GOP-backed election changes head to NC House
The Republican-backed measure making sweeping changes to when and how North Carolinians can vote is headed to the state House, where it is expected to pass along partisan lines.
The bill approved Thursday by the GOP-dominated Senate requires voters to present government-issued photo IDs at the polls and shortens early voting by a week. The measure also ends same-day voter registration and eliminates a popular high school civics program that registers thousands of students to vote in advance of their 18th birthdays.
The bill eliminates straight-ticket voting, which has been in place in the state since 1925. Disclosure requirements intended to make clear who is underwriting campaign ads will be weakened and political parties would be enabled to rake in unlimited corporate donations.
Republicans claim the bill will restore faith in elections and prevent voter fraud, which they claim is endemic and undetected. Nonpartisan voting rights groups, Democrats and Libertarians say the true goal is suppressing voter turnout among the young, the old, the poor and minorities.

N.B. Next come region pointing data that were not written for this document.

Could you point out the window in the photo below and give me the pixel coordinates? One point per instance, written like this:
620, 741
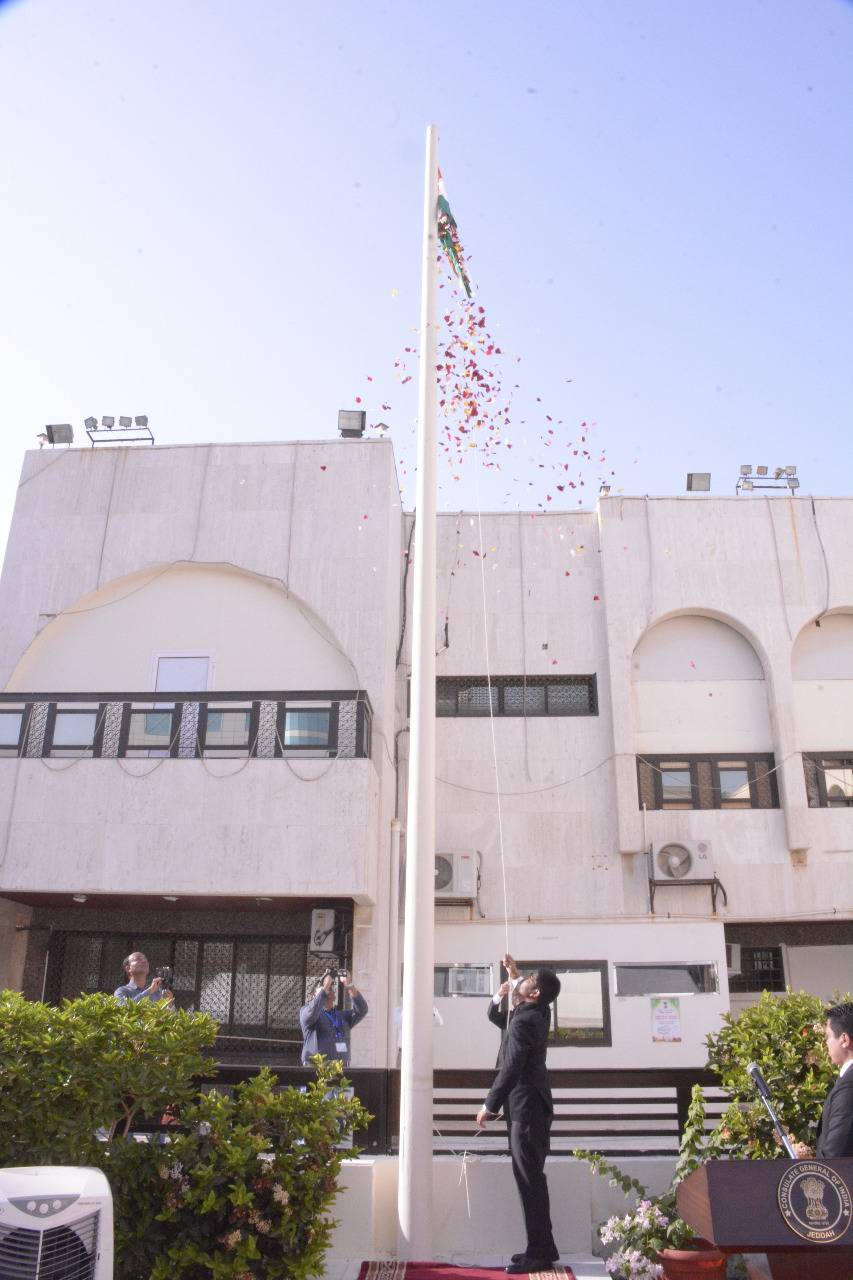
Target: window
829, 780
73, 732
516, 695
761, 969
665, 979
707, 782
12, 730
582, 1010
463, 979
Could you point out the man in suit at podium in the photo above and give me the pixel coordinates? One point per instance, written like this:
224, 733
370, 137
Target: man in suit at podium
835, 1128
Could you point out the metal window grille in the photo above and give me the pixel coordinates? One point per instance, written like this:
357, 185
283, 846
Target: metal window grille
516, 695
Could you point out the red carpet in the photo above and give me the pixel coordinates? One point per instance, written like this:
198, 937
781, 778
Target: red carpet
445, 1271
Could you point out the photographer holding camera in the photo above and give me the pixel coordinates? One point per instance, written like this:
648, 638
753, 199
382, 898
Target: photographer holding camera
136, 968
325, 1029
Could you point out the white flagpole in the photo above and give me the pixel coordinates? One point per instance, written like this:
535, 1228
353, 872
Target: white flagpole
415, 1185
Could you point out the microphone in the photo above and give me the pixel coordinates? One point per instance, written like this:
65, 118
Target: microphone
753, 1072
758, 1080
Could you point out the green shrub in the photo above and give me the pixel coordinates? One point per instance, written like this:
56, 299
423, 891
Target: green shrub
784, 1034
242, 1187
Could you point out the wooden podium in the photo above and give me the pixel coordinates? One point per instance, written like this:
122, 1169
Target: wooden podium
796, 1211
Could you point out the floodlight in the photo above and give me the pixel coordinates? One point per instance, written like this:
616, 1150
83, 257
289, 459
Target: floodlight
351, 423
60, 433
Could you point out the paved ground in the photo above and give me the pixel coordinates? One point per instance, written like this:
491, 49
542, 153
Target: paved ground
584, 1265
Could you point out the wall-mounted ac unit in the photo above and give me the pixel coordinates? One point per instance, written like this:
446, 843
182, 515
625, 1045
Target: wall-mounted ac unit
55, 1221
322, 931
682, 860
456, 876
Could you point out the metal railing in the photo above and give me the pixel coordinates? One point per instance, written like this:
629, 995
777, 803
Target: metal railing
617, 1112
327, 723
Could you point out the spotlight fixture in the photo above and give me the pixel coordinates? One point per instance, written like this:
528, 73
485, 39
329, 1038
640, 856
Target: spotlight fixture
351, 423
59, 433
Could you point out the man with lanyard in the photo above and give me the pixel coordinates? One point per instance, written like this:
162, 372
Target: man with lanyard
325, 1029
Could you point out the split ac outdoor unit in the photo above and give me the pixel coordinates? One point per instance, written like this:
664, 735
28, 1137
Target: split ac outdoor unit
322, 931
55, 1223
456, 876
683, 860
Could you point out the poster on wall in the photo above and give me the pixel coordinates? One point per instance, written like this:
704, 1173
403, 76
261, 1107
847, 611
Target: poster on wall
666, 1019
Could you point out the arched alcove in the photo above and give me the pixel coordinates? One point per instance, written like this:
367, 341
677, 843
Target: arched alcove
255, 635
822, 672
698, 686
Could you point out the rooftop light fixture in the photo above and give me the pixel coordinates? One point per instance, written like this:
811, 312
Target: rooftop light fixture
59, 433
780, 478
351, 423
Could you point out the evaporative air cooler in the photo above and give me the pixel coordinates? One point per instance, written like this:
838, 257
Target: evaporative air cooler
55, 1224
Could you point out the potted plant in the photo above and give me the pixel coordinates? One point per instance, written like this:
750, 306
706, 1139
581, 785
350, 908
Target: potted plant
651, 1242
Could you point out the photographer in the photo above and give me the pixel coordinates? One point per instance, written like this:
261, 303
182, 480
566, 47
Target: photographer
136, 968
325, 1029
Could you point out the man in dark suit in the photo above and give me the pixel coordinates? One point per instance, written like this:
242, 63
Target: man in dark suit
523, 1091
835, 1129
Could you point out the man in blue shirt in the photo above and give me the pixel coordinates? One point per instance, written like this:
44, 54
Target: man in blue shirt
136, 968
325, 1029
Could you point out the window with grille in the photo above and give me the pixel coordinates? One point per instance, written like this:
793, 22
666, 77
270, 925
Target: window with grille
829, 780
761, 969
707, 782
516, 695
252, 986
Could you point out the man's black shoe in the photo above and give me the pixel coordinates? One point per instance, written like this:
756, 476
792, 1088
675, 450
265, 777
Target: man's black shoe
525, 1266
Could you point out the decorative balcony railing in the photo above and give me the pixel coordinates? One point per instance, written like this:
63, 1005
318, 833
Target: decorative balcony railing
268, 726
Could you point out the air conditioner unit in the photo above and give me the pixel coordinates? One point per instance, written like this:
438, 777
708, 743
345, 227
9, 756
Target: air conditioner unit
682, 860
322, 931
456, 876
55, 1221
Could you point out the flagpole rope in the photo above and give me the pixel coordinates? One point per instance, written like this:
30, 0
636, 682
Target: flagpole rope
488, 679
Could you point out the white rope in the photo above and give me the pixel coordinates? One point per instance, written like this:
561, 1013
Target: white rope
488, 679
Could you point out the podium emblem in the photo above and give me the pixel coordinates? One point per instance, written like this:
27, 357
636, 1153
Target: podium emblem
815, 1202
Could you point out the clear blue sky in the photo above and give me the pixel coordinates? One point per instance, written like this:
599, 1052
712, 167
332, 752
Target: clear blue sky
211, 214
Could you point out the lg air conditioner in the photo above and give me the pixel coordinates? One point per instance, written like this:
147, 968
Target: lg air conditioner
55, 1224
683, 860
457, 876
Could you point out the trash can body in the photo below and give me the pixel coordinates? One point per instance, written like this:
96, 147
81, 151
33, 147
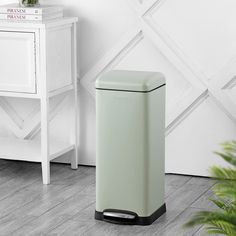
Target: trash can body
130, 147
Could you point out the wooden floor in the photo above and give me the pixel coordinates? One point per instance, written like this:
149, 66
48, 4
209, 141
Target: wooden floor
66, 207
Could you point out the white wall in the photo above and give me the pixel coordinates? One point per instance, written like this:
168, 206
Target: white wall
191, 41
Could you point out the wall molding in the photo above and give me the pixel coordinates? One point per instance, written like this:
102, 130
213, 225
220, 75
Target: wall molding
198, 90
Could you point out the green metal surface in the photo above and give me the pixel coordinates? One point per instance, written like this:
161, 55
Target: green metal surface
130, 149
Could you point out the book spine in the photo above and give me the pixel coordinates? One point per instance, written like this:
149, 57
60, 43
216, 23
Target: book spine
19, 17
31, 11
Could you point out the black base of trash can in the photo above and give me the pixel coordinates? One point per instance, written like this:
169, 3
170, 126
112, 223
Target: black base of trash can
128, 218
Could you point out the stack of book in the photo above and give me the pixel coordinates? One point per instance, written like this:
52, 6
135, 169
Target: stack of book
14, 12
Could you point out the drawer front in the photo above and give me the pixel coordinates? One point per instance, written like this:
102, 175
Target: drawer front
17, 62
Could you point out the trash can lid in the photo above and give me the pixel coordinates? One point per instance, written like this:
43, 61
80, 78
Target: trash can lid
138, 81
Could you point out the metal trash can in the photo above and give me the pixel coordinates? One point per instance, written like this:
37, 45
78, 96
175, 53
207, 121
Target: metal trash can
130, 109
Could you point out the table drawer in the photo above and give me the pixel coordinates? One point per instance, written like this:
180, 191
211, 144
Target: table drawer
17, 62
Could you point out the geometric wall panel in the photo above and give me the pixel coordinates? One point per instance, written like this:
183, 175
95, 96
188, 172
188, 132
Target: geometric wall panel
171, 37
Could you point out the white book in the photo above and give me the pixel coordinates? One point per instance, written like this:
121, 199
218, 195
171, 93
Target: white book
39, 10
20, 17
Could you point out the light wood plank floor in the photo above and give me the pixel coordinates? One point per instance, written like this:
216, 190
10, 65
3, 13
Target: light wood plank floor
66, 207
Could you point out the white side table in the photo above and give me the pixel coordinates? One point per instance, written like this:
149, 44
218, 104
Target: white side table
38, 61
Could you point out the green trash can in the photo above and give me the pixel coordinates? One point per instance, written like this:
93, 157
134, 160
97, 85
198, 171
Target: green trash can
130, 161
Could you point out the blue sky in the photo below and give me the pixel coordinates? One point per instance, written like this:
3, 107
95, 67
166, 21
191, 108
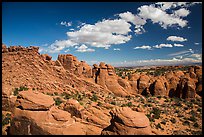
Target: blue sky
118, 33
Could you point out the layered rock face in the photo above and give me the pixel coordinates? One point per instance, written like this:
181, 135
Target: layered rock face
37, 115
67, 71
108, 79
127, 122
79, 68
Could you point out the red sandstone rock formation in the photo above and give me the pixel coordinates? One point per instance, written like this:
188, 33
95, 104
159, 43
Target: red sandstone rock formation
128, 122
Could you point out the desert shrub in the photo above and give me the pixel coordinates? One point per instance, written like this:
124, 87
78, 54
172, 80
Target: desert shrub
65, 95
196, 132
156, 112
176, 111
173, 120
151, 119
50, 94
6, 119
192, 118
55, 93
195, 124
81, 103
78, 97
158, 126
58, 101
129, 104
94, 98
21, 88
113, 103
186, 108
190, 104
199, 110
180, 115
149, 105
186, 122
163, 122
159, 97
99, 104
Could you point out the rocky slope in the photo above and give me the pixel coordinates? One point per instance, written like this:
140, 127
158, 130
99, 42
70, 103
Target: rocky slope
67, 96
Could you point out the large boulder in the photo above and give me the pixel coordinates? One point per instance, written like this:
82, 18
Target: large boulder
46, 119
46, 57
143, 84
32, 100
4, 48
127, 122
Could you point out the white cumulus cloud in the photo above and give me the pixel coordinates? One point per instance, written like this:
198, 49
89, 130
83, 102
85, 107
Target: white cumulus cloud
84, 48
176, 38
59, 45
178, 45
182, 12
67, 24
163, 45
117, 49
102, 34
156, 15
134, 19
143, 47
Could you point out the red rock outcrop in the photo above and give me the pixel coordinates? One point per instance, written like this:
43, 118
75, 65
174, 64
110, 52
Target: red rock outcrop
128, 122
143, 84
45, 119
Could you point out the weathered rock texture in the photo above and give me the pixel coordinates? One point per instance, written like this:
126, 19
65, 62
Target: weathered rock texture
128, 122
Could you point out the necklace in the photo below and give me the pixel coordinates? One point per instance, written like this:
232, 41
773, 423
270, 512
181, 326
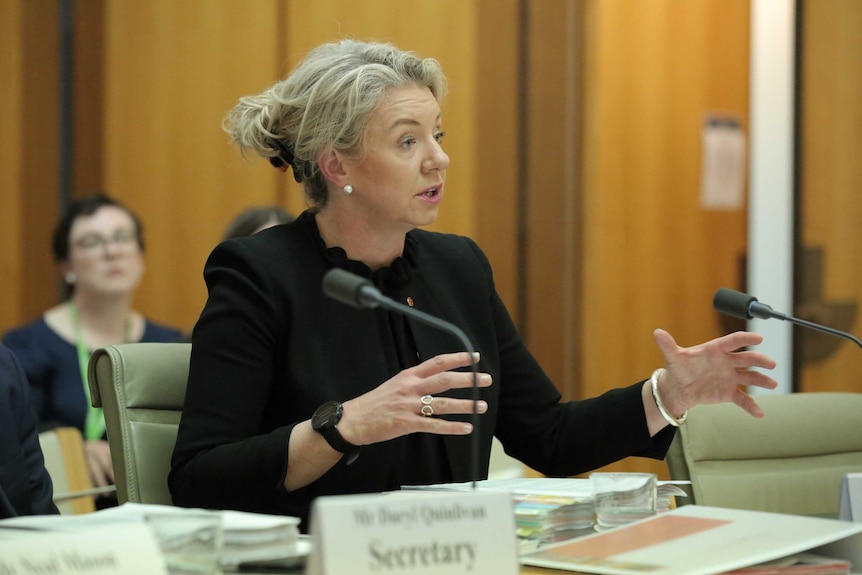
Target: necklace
94, 424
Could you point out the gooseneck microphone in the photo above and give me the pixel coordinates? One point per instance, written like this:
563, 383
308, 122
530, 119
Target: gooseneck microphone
741, 305
359, 292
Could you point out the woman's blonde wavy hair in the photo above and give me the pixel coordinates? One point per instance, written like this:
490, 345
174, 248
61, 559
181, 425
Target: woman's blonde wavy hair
324, 104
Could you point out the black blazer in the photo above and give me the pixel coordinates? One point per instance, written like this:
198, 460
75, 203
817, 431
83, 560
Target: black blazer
270, 347
25, 487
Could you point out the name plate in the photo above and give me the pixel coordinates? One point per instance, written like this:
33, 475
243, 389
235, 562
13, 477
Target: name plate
850, 508
116, 550
424, 532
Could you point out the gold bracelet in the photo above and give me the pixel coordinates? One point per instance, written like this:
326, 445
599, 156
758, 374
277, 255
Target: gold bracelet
664, 412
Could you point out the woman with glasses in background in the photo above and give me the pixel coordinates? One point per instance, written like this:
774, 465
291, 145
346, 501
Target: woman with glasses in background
98, 246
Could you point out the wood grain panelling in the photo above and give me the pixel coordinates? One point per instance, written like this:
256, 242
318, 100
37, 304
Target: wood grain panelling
831, 180
172, 69
88, 97
11, 126
29, 171
653, 256
444, 30
554, 194
497, 143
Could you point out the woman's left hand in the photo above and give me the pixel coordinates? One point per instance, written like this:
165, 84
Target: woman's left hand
712, 372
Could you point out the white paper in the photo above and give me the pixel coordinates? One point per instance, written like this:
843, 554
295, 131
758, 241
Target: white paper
696, 540
722, 165
117, 550
850, 508
414, 532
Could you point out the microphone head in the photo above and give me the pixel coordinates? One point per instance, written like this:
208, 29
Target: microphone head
733, 303
346, 287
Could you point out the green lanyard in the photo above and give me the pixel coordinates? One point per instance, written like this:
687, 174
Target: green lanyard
94, 425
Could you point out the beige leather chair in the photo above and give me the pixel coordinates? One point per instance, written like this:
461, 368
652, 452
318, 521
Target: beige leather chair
141, 387
791, 461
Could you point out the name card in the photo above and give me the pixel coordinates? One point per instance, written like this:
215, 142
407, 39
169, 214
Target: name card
424, 532
116, 550
851, 498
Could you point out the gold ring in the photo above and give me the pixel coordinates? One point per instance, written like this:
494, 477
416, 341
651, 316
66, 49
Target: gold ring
426, 409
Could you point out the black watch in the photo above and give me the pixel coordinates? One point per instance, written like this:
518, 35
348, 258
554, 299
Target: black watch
324, 421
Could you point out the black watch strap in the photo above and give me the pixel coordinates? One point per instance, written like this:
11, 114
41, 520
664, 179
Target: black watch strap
324, 421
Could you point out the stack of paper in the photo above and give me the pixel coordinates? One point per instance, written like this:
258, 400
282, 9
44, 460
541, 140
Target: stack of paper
699, 540
545, 518
549, 510
248, 538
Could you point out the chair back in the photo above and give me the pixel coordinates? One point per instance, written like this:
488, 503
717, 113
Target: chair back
63, 450
141, 387
790, 461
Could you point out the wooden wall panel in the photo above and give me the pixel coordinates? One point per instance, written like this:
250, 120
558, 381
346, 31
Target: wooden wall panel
11, 126
444, 30
496, 155
830, 203
554, 193
29, 57
653, 256
172, 69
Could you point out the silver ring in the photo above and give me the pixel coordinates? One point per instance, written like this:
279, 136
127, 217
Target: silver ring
426, 410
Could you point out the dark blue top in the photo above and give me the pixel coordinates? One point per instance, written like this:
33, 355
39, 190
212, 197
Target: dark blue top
25, 487
51, 365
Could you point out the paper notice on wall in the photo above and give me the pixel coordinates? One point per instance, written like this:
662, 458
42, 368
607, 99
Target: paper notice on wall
722, 181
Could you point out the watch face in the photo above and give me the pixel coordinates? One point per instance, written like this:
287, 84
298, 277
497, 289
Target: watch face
327, 415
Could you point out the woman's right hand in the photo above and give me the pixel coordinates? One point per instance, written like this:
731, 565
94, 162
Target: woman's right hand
391, 410
395, 408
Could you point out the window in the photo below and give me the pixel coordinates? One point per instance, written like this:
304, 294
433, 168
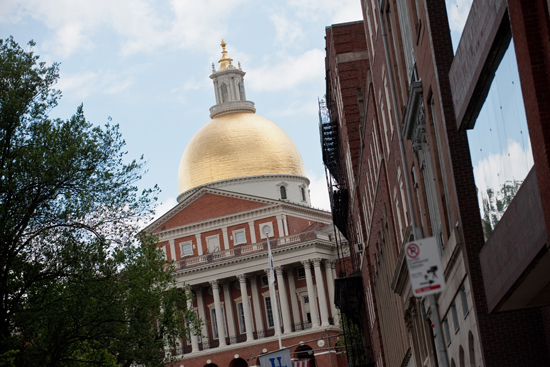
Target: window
223, 89
186, 248
213, 243
282, 189
240, 313
239, 237
446, 331
240, 90
266, 227
464, 300
269, 312
455, 317
215, 322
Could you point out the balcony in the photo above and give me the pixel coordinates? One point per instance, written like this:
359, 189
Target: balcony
245, 250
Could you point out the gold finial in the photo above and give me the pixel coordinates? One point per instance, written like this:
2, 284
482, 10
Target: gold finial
225, 61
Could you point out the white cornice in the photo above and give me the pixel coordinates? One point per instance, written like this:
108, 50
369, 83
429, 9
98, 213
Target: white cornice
319, 244
232, 181
275, 208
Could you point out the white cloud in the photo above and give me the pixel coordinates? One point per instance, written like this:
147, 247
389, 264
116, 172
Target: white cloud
341, 11
318, 191
289, 72
496, 169
457, 12
140, 25
83, 84
288, 32
164, 207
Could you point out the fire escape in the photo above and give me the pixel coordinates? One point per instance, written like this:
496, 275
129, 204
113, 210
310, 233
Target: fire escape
349, 293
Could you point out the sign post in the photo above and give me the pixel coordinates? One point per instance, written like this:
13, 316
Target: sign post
424, 264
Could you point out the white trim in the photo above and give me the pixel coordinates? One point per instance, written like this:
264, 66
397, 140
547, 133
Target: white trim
262, 233
241, 230
186, 243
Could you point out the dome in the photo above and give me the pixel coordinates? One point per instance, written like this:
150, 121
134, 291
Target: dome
240, 144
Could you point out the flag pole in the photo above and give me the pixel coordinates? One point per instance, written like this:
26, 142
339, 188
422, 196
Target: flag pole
272, 290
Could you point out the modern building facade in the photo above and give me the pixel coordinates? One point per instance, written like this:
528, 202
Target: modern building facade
401, 107
241, 183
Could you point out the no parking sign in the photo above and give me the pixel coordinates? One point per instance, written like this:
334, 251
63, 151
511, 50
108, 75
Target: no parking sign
424, 264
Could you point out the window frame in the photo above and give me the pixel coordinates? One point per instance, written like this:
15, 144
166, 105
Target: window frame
185, 244
239, 231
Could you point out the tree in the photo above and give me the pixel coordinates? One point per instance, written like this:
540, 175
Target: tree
79, 285
495, 204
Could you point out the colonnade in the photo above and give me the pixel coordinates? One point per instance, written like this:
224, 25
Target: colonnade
319, 314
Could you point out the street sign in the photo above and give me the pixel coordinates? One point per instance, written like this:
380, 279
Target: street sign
424, 264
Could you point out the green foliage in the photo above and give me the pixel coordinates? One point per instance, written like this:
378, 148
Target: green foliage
78, 285
495, 204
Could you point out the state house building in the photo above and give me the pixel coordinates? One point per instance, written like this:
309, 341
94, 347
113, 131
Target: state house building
239, 178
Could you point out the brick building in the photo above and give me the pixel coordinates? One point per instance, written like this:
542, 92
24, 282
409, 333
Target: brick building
241, 182
400, 105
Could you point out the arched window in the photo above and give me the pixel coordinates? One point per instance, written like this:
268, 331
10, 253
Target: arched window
282, 189
240, 90
223, 89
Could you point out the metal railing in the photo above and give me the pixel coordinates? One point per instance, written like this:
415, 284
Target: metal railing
243, 250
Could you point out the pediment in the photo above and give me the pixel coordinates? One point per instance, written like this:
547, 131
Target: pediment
205, 205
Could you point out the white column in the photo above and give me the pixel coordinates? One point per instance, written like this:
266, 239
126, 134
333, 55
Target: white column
321, 292
202, 315
284, 300
172, 250
225, 239
293, 298
280, 225
219, 314
311, 295
199, 243
330, 290
246, 308
285, 224
229, 312
257, 308
194, 338
252, 233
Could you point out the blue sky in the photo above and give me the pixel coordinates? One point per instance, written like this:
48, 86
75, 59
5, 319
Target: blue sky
146, 63
499, 143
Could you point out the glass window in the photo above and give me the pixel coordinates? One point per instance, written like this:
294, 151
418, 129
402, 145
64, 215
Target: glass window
240, 91
215, 322
269, 312
213, 244
186, 249
446, 331
239, 237
223, 89
455, 317
283, 192
240, 312
464, 300
499, 143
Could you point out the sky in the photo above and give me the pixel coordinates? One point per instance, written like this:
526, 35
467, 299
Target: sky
146, 64
499, 142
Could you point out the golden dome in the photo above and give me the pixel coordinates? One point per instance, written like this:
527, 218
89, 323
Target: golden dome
240, 144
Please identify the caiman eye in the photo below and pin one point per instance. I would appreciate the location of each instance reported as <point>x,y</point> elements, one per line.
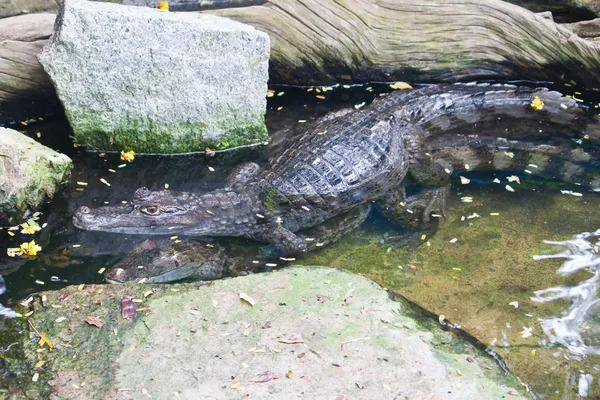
<point>150,210</point>
<point>141,193</point>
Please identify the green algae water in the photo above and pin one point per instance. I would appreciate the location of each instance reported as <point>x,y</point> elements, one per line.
<point>491,270</point>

Even as the bill was still being debated Thursday, the fight over its provisions appeared headed for court.
Attorney General Eric Holder says the U.S. Justice Department will challenge a new voter ID law in Texas and hinted it may pursue similar legal action against other states, including North Carolina. Several other groups, including the NACCP, also indicated they might mount legal challenges.
The state House passed the bill with the voter ID requirement in April, but Senate leaders waited until the waning days of the legislative session to take up the measure and add more voting restrictions.
The Supreme Court voted 5-4 last month to effectively halt the enforcement provisions of the Voting Rights Act, enacted to outlaw racial discrimination against voters. North Carolina was among the states, mostly in the South, that were subjected to special federal enforcement, with requirements to get approval in advance before they could make even minor changes to voting laws.
The high court's ruling cleared the way for North Carolina Republicans to enact the voting law changes without having to obtain prior federal approval.
"We understand there will be lawsuits," said Senate leader Phil Berger (R-Rockingham), who is a lawyer. He added, "It's our belief the laws we are passing are consistent with Constitutional requirements and they will be upheld."
Voting statistics in North Carolina show Democrats are more likely to vote early and vote straight ticket, two of the practices targeted by the bill. A state study also estimated more than 300,000 registered voters lack driver's licenses or other forms of state-issued ID, most of them elderly or low-income minorities. A Democratic amendment to add student ID cards from universities and community colleges was rebuffed.
During a lengthy floor debate in the state Senate, Democrats repeatedly pressed Republicans on why it makes sense to roll back decades of measures intended to increase voter registration and boost turnout.
"This is about suppressing the vote," said Sen. Floyd McKissick Jr. (D-Durham), the son of a well-known civil rights crusader. "When I look at all these measures in their totality, I can't help but wonder if the goal is simply to maintain political power."
GOP senators repeatedly denied that the new measures are tied to partisan gain. Despite records showing only a handful of documented cases of voter fraud prosecuted in the state over the last decade, Republicans compared the state's elections to the notoriously tainted races in 1960s Chicago.
"All the Democratic talking points are the same, that we're suppressing votes," said Sen. Jerry Tillman, (R-Randolph). "Folks, we're trying to guarantee that your vote counts."
Republicans took control of the North Carolina Legislature in 2010 for the first time since Reconstruction and cemented full control of state government with the inauguration of GOP Gov. Pat McCrory in January. But registered Democrats still heavily outnumber Republican voters in the state and the margins of victory in recent elections have sometimes been razor thin.
Sen. Josh Stein, D-Wake, suggested Republicans are concerned about facing voters after passing a budget he said hurts public education to enact tax cuts that favor the rich.
"If you all have self-confidence that your agenda is the right agenda for the state of North Carolina, then let's open the doors of the polling place to as many as we can and the people will ratify it," Stein said. "But if what you are doing is limiting who can vote in elections, what you are telling me is that you don't have self-confidence. What you are doing is shameful, un-American, and shows everyone in North Carolina whose side you're on — and it's not theirs."
Democrats predicted the voting changes will lead to long lines at the polls, as happened in recent years after early voting days were cut in Florida.